For some reason my lighting code always causes errors in gl.h. I’ve asked good ol’ gl man and he seems somewhat stumped as well. I’ve reviewed several examples and compared them to mine (and read through a bit of the red book itself) and I’m yet to see the problem here. This is my lighting class cpp file:
Any help would be appreciated however talk to me like a 3 year old. I have never done lighting before (that I can recall at the moment) and so my knowledge of it is still VERY primitive.
What should my lighting class contain? What kindof functions? I would like to get shadows goin on eventually as well. Thanks again
Why the h.ll you want to make your life worse? Lignthing functions are simple enough & usually you only need glEnable| |Disable(GL_LIGHT0| |LIGHTING) and max no of light is 8 I tried to do somthing similiar at first, but noticed that it’s not worth that. By the way, for serious ligntning you dont use OGL ligghts anyway, there are thing like vertex programs, projected textures+lightmaps If you really want to make all those function calls shorter use inline functions & macros
just a newbie but I thought I would repeat things I have seen before that might be helpful.
When are you calling make light? Is it after creating your device context?
Also you you have to reennable lighting after you change the lights around?
It’s loooong time since I worked with standart OGL lightning, but as far as I remember all enables were at init() function, & I think positions can be changed even in render f if you wish.
You MUST include windows.h because GL/gl.h REQUIRES it, at least on the Windows platform.
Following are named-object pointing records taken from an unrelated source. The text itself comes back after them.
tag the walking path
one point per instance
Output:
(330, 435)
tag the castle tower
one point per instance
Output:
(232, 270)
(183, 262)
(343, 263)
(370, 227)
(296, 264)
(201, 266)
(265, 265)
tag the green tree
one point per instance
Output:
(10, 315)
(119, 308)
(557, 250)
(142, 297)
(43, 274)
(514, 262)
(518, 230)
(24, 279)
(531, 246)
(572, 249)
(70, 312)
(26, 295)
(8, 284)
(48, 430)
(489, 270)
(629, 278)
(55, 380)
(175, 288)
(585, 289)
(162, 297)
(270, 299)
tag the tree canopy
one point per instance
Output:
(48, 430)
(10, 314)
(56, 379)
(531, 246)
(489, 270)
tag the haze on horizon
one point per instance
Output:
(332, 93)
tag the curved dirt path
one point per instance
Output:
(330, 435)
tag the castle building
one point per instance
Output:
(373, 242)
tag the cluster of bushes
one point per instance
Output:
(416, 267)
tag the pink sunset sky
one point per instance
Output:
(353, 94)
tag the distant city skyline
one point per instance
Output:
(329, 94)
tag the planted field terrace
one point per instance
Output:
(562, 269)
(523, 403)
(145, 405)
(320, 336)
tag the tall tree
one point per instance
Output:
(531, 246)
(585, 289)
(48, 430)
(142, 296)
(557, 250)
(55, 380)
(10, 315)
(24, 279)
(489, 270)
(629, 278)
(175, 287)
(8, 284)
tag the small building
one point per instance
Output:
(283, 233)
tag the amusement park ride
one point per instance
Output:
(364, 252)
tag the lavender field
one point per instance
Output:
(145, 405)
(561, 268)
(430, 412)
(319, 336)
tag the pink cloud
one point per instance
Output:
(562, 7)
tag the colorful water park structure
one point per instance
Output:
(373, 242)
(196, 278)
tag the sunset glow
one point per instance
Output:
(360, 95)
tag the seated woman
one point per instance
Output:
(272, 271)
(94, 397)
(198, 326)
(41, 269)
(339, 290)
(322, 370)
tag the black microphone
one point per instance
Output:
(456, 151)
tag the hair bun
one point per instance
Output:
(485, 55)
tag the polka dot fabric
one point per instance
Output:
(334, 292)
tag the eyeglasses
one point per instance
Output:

The reason is because GL/gl.h uses macros that are defined in windows.h (or a file included from there). OK, it does not require the file itself, but some macros that are defined in there.
However, if you have a REALLY good reason not to include it you can define those macros yourself. Look in the GLUT header for hints on how to do so.
include “lighting.h” AFTER the gl.h and glu.h headers… Your “lighting.h” has types from gl.h, thus you will get errors since the types have not been defined before you use them.
No. If you look inside literally any header you will see include guards in the beginning of the file. <GL/gl.h> have them, so does his <lighting.h>.
#ifndef _LIGHTING_H #define _LIGHTING_H
…
#endif
Tell me if you don’t know how/why they work.
I just want to say some words about the leading underscore. Two leading underscores in an identifier is reserved for the compiler and libraries for the compiler. A single leading underscore with a following capital letter in the global namespace (though I’m not 100% sure about the capital letter) is also reserved for the compiler and it’s libraries. So basically you should not use any names with leading underscores in the global namespace. That include goard above is in the global namespace and is therefore somewhat against the specification. I would suggest not using underscores at all.